It was recently brought to my attention that a friend of mine was diagnosed with precancerous cells and tested positive for HPV. Naturally, hearing the word “cancerous” made me forget about the “pre” part,  and immediately caused me to worry and jump to serious conclusions about her health without understanding any of the related facts. What does it really mean for someone to have precancerous cells? Does this guarantee that they’ll develop cancer in the future, or can such cells be harmless? Besides being able to perfectly recite the “one less” Gardasil jingle, what do us sexually active, young adults know about HPV?

Although it’s hard to believe, nearly all sexually active men and women have potential to contract human papillomavirus infection,  commonly known as HPV, at some point in their lives. Yes, this means you too are, unfortunately, at risk. However, despite knowing this, many people continue to believe that acquiring something like this is not written in the stars for them, and that they are somehow exempt from contracting such infections and diseases. The problem with having this type of mentality is that HPV (and many other STDs/STIs) often go completely undetected, given the lack of physical symptoms that are common for many strains of the infection. Now, you might be wondering how much harm it could really cause if there are virtually no symptoms. That, coupled with knowing HPV typically goes away on its own for males over time, means you’re probably even more inclined to downplay the infection. But with so many unknowingly affected males walking around, many women thus unknowingly contract the infection, and for them the complications associated with HPV are not as simple.

In women, an HPV infection can lead to cervical cancer if left unnoticed and untreated. Even more frightening are the results of a new study published in the journal “Oncology” that suggests HPV can lead to head and neck cancer. Luckily, women can receive annual internal exams from a gynecologist, which will reveal any abnormalities, such as HPV-related precancerous cells. While the solution seems easy, the problem is that many women, especially women in college, do not follow through with their annual gynecological exams. By putting off the annual exams, females risk the chance of having an untreated STI or STD and are at an even greater risk of developing cancer if HPV is present.

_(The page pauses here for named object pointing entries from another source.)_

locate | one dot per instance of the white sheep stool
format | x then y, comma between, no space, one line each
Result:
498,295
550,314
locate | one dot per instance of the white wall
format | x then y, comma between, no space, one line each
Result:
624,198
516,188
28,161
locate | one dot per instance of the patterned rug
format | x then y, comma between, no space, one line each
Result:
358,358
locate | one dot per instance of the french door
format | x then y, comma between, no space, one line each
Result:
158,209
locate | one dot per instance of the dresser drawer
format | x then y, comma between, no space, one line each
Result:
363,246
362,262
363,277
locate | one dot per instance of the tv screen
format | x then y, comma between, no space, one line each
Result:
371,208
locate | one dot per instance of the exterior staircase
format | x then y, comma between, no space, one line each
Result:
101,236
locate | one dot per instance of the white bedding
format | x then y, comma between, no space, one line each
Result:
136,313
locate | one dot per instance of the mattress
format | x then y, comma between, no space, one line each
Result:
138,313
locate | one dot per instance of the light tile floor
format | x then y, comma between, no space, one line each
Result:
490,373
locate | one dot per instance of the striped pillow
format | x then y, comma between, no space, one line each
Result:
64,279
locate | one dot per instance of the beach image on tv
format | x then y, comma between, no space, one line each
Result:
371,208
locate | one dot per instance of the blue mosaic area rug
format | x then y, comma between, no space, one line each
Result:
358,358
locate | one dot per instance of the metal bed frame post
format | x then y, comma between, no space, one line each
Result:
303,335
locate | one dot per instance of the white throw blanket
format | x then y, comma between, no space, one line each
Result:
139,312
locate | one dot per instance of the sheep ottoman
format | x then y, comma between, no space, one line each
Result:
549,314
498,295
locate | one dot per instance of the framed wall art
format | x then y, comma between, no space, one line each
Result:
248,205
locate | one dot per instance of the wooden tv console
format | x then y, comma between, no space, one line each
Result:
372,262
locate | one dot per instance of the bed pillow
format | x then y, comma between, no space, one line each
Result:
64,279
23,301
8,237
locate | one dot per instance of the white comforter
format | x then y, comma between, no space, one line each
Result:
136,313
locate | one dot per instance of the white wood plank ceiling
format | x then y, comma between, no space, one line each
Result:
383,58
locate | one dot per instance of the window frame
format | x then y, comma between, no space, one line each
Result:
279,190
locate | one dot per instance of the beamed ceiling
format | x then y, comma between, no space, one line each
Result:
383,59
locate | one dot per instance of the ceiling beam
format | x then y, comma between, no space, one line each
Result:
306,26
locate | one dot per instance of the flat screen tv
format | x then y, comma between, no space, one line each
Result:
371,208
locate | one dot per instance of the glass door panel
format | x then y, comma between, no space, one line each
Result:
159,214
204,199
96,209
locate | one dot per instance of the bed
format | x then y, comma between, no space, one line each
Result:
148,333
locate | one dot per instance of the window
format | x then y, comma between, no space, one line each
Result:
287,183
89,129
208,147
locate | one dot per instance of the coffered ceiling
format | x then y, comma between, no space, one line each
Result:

As teenagers, many women are given vaccinations to protect against HPV. While vaccinations such as Gardasil and Ceravix protect females from getting HPV, they only protect against the strains that are most likely to cause cervical cancer. The HPV strains that are not protected against by the vaccine may not be as likely to cause cancer, but may have other physical symptoms. Such symptoms include genital warts, which eventually go dormant, but can flare up during times of stress, and an increased risk of getting other STIs or STDs. Practicing safe sex and taking good care of yourself overall are wonderful preventative measures, but are not substitutes for routine physical examinations.

So remember, sex is cleaner with a packaged wiener.